Author ORCID Identifier

https://orcid.org/0000-0003-1032-6429

Date Available

8-4-2021

Year of Publication

2021

Degree Name

Doctor of Philosophy (PhD)

Document Type

Doctoral Dissertation

College

Agriculture, Food and Environment

Department/School/Program

Agricultural Economics

First Advisor

Dr. Yuqing Zheng

Second Advisor

Dr. Steven Buck

Abstract

Grocery sales taxes represent a stable tax revenue stream for state and municipal government, but there is rare empirical evidence suggesting grocery taxes may adversely affect health. In addition, the how governments set grocery sales taxes is still unclear. Therefore, based on a novel national dataset of annual county and state-level grocery taxes from 2009 through 2016, the following three essays in the dissertation investigate the health impacts of grocery sales taxes and the causes of grocery sales taxes in a framework of tax competition.

In the first essay, we document the spatial and temporal variation in grocery taxes and empirically examine the statistical relationship between county-level grocery taxes and obesity and diabetes.
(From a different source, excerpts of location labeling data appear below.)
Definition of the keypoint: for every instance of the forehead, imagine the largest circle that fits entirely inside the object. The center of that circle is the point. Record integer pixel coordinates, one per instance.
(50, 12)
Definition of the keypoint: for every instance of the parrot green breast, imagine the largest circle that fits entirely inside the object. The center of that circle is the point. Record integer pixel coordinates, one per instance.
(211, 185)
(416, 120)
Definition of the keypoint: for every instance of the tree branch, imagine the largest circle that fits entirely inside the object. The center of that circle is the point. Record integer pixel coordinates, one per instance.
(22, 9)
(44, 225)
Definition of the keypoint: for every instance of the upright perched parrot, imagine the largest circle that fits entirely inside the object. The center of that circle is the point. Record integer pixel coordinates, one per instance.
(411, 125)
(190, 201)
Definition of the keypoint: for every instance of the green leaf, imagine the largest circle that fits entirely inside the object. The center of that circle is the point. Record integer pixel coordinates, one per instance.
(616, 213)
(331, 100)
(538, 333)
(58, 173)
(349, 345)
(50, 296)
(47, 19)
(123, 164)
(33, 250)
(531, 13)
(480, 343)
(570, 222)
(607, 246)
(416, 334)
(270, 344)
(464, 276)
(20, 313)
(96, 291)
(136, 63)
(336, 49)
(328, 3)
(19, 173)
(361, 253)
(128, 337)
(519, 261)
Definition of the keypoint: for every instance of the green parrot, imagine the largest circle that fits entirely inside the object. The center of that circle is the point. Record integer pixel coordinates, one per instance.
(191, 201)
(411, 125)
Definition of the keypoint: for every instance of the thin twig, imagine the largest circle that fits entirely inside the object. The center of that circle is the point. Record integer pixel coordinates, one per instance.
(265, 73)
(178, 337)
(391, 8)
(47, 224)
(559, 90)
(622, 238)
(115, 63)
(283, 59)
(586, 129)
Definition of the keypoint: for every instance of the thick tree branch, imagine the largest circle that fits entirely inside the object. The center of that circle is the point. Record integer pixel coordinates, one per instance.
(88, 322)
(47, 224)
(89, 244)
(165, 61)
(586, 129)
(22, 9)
We link the tax data to three-year, county-level estimates based on data from the Centers for Disease Control and Prevention on rates of obesity and diabetes and provide a nation-wide spatial characterization of grocery taxes and these two health outcomes. Using a county-level fixed effects estimator, we estimate the effect of grocery taxes on obesity and diabetes rates, also controlling for a subset of potential confounders that vary over time. We find a one percentage point increase in grocery taxes is associated with 0.588 and 0.215 percentage point increases in the county-level obesity and diabetes rates. In conclusion, Counties with grocery taxes have increased prevalence of obesity and diabetes. We estimate the economic burden of increased obesity and diabetes rates resulting from grocery taxes to be $5.9 billion. Based on this estimate, the benefit-cost ratio of removing grocery taxes is 1.90 across the United States if we only consider the effects on obesity and diabetes rates.

In the second essay, we aim to examine whether grocery sales taxes make significant impacts on individual’s body weight outcome. We merged the county-level grocery tax data with the individual longitudinal data from Panel Study Income Dynamics (PSID) and explore a fixed effect model to estimate the causal impact of grocery sales taxes on family food expenditures and individual BMI (Body Mass Index). After that, we conduct the analysis of heterogeneous effects by income category and obesity level to identify the policy impacts on different individuals and families. We find that a ten point-percentage increase in grocery sales rate leads to a rise of BMI by 0.61 (which roughly translates to a body weight gain of 1.68kg). The results are more significant for the overweight population whose BMI is greater than 25 but smaller than 30. We do not find significant results towards different income population.

In the third essay, we study the state-county tax policy interaction patterns and explore the causes of grocery sales tax changes considering spatial externalities under a Stackelberg tax competition model with three propositions. Derivatized from the model, county grocery tax rates are affected by states’ grocery tax rates (vertical effects), neighboring counties’ grocery tax rates (horizontal effects) and neighboring states’ grocery tax rates (diagonal effects). By employing the twelve-year data of state and county grocery taxes, we also empirically examine the three propositions in a spatial autoregressive model. The empirical results are consistent with the three theoretical proportions. The average county grocery sales tax rate is less than the average state grocery sales tax rate, and we find the county grocery tax rate changes negatively with its domestic state grocery sales tax rate. Neighboring counties play a large role in determining the local county grocery tax rates. For example, a county will increase its grocery tax rates by 0.780-point percentages if its neighboring county increases one percentage point tax rate on average. Neighboring state tax rates can also positively affect a county’s grocery tax rate. A county is expected to increase its grocery tax rate by 0.110 percentage point when its neighboring states increase state grocery tax rate by one percentage point on average.